Automated schema quality measurement in large-scale information systems

Authors Lisa Ehrlinger
Wolfram Wöß
Editors H. Hacid
Q.Z. Sheng
T. Yoshida
A. Sarkheyli
R. Zhou
Title Automated schema quality measurement in large-scale information systems
Booktitle Data Quality and Trust in Big Data – QUAT 2018 in conjunction with WISE 2018, Revised Selected Papers
Type in book
Publisher Springer
Series Lecture Notes of Computer Science
Volume 11235
ISBN 978-3-030-19142-9
DOI 10.1007/978-3-030-19143-6_2
Month April
Year 2019
Pages 16-31
SCCH ID# 17049

Assessing the quality of information system schemas is crucial, because an unoptimized or erroneous schema design has a strong impact on the quality of the stored data, e.g., it may lead to inconsistencies and anomalies at the data-level.
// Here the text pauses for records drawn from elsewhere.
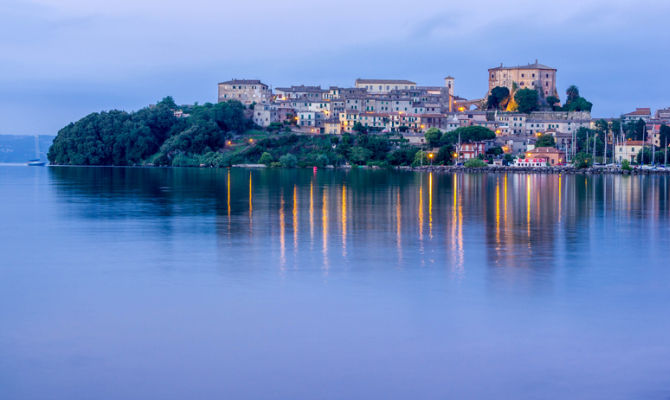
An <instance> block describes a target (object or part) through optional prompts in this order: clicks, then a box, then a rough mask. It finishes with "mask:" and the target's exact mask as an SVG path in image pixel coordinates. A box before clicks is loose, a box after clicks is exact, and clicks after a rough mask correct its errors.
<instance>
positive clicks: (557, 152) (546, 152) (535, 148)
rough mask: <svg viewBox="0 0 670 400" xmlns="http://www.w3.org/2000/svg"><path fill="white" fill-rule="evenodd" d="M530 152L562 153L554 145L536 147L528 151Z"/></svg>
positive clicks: (545, 152) (560, 150) (534, 152)
mask: <svg viewBox="0 0 670 400" xmlns="http://www.w3.org/2000/svg"><path fill="white" fill-rule="evenodd" d="M527 153H530V154H535V153H537V154H541V153H563V151H561V150H559V149H557V148H555V147H536V148H534V149H533V150H530V151H528V152H527Z"/></svg>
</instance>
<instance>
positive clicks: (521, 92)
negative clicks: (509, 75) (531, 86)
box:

Even if the initial schema had an ideal design, changes during the life cycle can negatively affect the schema quality and have to be tackled. Especially in Big Data environments there are two major challenges: large schemas, where manual verification of schema and data quality is very arduous, and the integration of heterogeneous schemas from different data models, whose quality cannot be compared directly. Thus, we present a domain-independent approach for automatically measuring the quality of large and heterogeneous (logical) schemas. In contrast to existing approaches, we provide a fully automatable workflow that also enables regular reassessment. Our implementation allows to measure the quality dimensions correctness, completeness, pertinence, minimality, readability, and normalization.